ConcurrentHashMap Interview Questions In Java.
Imagine a scenario where we have frequent reads(get) and less writes(put) and need thread safety,
Can we use Hashtable in this scenario?
No. Hashtable is thread safe but give poor performance in case of multiple thread reading from hashtable because all methods of Hashtable including get() method is synchronized and due to which invokation to any method has to wait until any other thread working on hashtable complete its operation(get, put etc).
Can we use HashMap in this scenario?
No. Hashmap will solve performance issue by giving parallel access to multiple threads reading hashmap simultaneously.

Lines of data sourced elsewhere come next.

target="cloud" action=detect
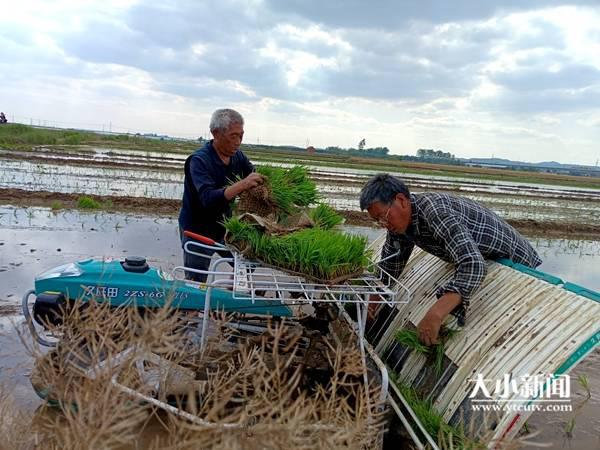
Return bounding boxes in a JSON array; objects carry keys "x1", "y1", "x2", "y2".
[{"x1": 266, "y1": 0, "x2": 596, "y2": 30}]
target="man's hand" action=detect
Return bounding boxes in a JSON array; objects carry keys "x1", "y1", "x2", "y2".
[
  {"x1": 417, "y1": 292, "x2": 461, "y2": 345},
  {"x1": 224, "y1": 172, "x2": 265, "y2": 201},
  {"x1": 417, "y1": 305, "x2": 443, "y2": 345}
]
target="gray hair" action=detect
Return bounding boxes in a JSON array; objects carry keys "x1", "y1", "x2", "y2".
[
  {"x1": 360, "y1": 173, "x2": 410, "y2": 210},
  {"x1": 210, "y1": 108, "x2": 244, "y2": 131}
]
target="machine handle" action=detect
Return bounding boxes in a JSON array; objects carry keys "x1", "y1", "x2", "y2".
[{"x1": 183, "y1": 231, "x2": 218, "y2": 246}]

But Hashmap is not thread safe, so what will happen if one thread tries to put data and requires Rehashing and at same time other thread tries to read data from hashmap, It will go in infinite loop.
Infinite loop problem discussed in detail: Infinite loop in HashMap
ConcurrentHashMap combines good features of hashmap and hashtable and solves performance and thread safety problem nicely.
How HashMap works
Below diagram shows how hashtable/hashmap look like,
ConcurrentHashMap added one Array on top of it and each index of this additional array represents complete HashMap. Additional array is called Segment in ConcurrentHashMap.

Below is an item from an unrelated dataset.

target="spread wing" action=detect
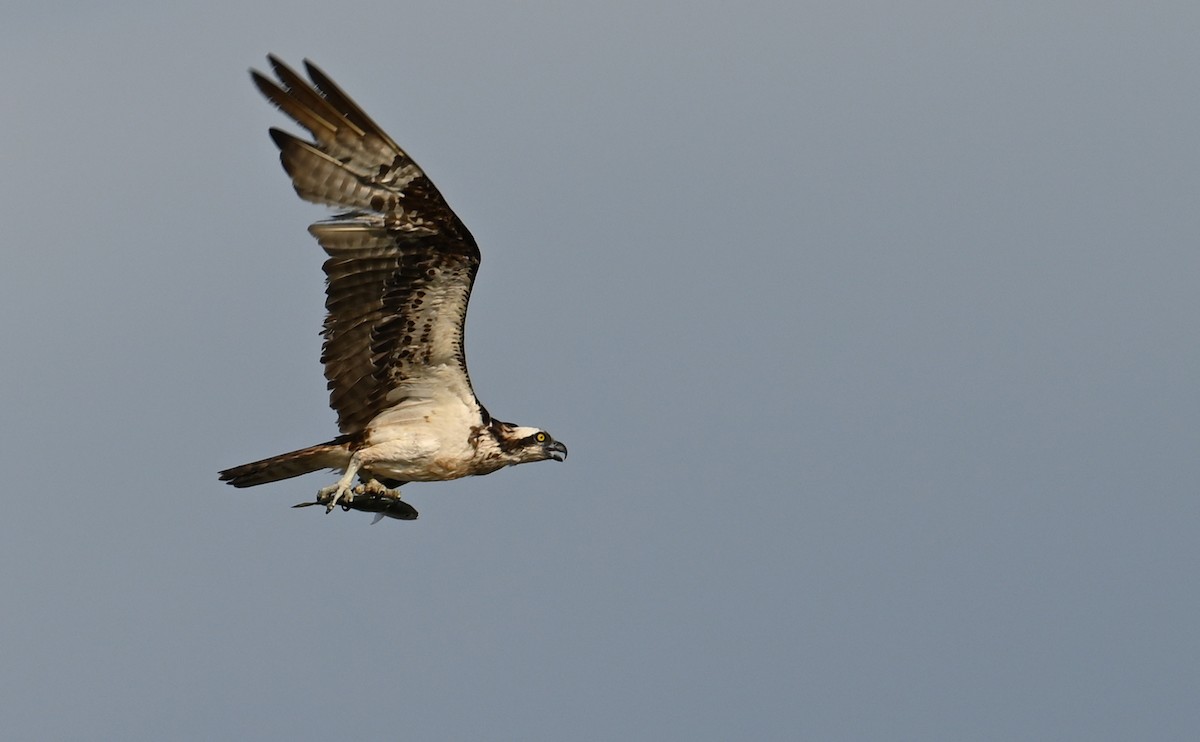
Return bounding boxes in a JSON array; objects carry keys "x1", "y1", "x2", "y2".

Architecture of ConcurrentHashMap looks like below,
Putting key-value pair:
1. Putting key-value pair in ConcurrentHashMap requires first identifying exact index in
Segment array.
(Once Segment array index is identified, Now flow will be exactly same as putting the data in
hashmap/hashtable.)
2. After identifying index in Segment array, next task is to identify index of internal bucket/array
present in internal hashmap as shown in figure above.
3. After identying bucket(internal array index), iterate key-value pairs and check each key with key
to store, wherever match is found replace stored value with value to store.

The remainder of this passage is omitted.